Johannes Bernsteiner

Johannes Bernsteiner (2025): Life and Death of Great City Highways: Shifting Paradigms in Urban Planning from a European and Asian Perspective, 1st reviewer: Aglaée Degros, 2nd reviewer: Maarten van Acker

“Life and Death of Great City Highways” investigates the transformation of city highways in light of paradigm shifts in contemporary urban planning. Once regarded as symbols of progress, connectivity, and modernist rationality, these infrastructures today increasingly embody spatial fragmentation, environmental degradation, and social exclusion. In the context of ecological crises, urban densification, and societal polarization, the question of their future also points toward new guiding models for urban development. 

Theoretically, this dissertation is situated at the intersection of actor-network theory, Henri Lefebvre’s spatial triad, and Thomas S. Kuhn’s concept of paradigms. It understands urban infrastructures not as neutral artifacts, but as sociotechnical assemblages which interlink material, political, cultural, and symbolic orders. The specifically developed model of the paradigm triad draws on six interwoven vectors to analyze urban change: cultural, ecological, economic, mobile, political, and spatial. 

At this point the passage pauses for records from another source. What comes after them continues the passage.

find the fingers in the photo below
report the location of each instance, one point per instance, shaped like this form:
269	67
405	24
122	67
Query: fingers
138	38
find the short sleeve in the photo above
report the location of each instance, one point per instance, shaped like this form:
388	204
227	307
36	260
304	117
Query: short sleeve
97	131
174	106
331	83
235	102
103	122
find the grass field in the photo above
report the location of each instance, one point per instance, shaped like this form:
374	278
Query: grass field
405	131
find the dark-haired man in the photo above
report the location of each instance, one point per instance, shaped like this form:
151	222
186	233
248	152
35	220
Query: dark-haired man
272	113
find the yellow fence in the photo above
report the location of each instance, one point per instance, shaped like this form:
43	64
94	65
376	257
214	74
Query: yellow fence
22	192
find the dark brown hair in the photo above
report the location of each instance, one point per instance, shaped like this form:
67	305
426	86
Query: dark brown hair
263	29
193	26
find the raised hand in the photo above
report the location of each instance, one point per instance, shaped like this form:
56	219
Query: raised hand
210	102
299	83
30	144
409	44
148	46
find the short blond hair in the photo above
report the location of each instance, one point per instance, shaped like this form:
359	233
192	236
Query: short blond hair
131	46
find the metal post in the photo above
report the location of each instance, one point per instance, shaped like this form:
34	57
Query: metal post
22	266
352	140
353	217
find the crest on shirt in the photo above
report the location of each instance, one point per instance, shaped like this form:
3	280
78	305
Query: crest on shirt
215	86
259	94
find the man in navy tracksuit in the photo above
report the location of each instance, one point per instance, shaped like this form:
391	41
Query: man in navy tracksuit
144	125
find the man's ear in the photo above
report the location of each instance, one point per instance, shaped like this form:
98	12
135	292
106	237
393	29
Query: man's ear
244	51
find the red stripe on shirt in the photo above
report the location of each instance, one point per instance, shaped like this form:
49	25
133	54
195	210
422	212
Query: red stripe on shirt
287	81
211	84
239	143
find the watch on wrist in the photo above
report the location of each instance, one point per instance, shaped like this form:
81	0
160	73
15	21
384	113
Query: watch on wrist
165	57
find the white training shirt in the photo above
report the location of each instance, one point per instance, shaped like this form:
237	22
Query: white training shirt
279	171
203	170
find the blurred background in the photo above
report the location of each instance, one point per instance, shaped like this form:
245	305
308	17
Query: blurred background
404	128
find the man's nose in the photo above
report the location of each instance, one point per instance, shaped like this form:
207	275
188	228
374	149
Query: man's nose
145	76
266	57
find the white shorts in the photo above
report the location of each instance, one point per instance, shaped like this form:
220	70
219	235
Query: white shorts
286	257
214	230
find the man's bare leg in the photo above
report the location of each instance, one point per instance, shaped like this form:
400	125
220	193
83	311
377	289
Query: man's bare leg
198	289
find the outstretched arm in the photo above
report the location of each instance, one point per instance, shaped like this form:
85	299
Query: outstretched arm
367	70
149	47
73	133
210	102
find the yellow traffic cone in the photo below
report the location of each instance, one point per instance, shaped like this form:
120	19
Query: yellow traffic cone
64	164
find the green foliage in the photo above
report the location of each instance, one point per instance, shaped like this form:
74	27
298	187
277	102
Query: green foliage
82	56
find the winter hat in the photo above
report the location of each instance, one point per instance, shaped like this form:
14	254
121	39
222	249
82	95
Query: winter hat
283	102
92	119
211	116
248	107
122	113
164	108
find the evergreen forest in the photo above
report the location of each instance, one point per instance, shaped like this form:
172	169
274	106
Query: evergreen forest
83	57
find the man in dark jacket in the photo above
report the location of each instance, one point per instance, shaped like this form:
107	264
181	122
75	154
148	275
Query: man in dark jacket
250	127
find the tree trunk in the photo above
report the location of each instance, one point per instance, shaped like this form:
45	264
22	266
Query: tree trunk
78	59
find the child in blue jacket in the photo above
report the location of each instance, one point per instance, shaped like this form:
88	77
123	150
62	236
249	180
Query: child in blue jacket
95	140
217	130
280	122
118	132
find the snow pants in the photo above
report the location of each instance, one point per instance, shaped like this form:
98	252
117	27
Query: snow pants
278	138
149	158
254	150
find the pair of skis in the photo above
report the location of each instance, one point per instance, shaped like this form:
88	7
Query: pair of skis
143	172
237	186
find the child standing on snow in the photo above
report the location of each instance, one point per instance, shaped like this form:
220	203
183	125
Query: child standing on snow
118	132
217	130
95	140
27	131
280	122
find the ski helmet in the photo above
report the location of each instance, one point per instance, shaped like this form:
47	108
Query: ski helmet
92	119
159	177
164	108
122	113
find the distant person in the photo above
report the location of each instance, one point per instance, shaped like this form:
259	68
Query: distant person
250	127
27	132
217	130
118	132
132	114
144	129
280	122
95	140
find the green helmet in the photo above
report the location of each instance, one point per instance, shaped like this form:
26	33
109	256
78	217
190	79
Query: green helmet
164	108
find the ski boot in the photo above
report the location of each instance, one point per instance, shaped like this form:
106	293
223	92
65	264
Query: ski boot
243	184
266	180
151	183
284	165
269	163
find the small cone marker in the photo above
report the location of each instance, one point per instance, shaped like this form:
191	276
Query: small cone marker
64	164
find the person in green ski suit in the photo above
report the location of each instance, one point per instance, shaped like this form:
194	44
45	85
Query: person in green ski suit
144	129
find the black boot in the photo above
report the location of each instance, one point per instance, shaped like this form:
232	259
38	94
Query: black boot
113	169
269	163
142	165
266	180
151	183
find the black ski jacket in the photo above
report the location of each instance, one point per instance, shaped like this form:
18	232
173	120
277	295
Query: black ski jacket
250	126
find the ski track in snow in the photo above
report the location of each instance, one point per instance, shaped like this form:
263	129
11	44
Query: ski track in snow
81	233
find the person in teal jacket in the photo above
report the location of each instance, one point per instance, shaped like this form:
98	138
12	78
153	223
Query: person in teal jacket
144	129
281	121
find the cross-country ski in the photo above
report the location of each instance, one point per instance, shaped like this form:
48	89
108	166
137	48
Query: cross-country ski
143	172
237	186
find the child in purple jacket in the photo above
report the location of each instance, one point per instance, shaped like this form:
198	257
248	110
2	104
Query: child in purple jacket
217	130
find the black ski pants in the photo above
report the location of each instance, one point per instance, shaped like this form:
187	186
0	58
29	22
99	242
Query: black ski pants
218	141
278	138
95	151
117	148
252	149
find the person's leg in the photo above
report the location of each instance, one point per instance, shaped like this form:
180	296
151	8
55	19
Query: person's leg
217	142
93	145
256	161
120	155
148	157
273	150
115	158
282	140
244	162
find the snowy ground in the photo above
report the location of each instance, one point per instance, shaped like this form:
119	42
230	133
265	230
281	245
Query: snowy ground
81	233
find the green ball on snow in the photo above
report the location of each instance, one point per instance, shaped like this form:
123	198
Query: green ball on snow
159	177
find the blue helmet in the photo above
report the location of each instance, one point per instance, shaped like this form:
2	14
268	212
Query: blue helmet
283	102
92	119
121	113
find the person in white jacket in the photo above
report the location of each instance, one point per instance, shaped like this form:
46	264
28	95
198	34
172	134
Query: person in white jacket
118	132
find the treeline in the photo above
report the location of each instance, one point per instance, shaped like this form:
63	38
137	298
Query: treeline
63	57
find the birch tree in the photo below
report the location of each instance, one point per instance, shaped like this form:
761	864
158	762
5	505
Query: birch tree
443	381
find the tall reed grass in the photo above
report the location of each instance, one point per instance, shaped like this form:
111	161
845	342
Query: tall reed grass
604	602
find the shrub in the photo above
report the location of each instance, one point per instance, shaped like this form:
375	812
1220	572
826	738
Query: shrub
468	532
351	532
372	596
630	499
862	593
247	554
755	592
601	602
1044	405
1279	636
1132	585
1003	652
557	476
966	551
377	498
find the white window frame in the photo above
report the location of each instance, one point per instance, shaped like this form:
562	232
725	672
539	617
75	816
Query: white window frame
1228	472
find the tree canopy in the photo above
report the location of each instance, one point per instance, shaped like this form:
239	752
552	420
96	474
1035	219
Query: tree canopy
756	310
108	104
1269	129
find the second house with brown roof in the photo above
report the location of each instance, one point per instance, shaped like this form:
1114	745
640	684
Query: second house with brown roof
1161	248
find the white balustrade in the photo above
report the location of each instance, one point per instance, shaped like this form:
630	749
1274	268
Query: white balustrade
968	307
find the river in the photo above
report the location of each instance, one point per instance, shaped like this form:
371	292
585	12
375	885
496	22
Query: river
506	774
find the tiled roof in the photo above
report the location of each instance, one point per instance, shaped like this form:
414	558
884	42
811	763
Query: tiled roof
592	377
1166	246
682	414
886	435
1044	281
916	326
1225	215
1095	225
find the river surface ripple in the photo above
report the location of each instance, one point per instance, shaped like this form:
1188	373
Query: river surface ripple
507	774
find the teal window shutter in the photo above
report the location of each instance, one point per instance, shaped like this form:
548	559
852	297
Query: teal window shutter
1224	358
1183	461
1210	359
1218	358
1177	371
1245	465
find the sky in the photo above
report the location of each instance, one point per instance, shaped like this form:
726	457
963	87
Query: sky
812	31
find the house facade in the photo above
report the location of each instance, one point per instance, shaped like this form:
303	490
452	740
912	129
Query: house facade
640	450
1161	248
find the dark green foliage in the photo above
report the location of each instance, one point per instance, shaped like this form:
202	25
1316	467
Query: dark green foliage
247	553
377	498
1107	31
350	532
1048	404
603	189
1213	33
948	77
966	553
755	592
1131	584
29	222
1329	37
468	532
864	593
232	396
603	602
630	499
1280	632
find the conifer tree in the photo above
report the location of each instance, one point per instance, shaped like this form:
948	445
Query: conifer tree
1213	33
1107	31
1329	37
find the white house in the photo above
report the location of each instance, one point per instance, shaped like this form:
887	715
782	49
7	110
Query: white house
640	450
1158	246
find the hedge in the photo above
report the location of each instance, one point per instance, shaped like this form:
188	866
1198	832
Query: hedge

Methodologically, a multidimensional comparative design combines qualitative fieldwork, expert interviews, photographic mapping, and discourse analysis. Four case studies—despite differing cultural contexts, political systems, and planning approaches—collectively demonstrate how city highways become focal points of sociotechnical negotiation: the restoration of the Catharijnesingel in Utrecht, the pedestrianization of the Parisian Voies sur Berges, the ecological renewal of the Cheonggyecheon Stream in Seoul, and the ongoing transformation of Tokyo’s KK Line. Together, they offer new perspectives on sustainable urban development, infrastructural justice, and post-car mobility. By contributing to critical urban studies, this dissertation illuminates—in a tangible, practice-oriented manner—how relics of modernity can be transformed into sites of collective reappropriation, ecological repair, and urban renewal.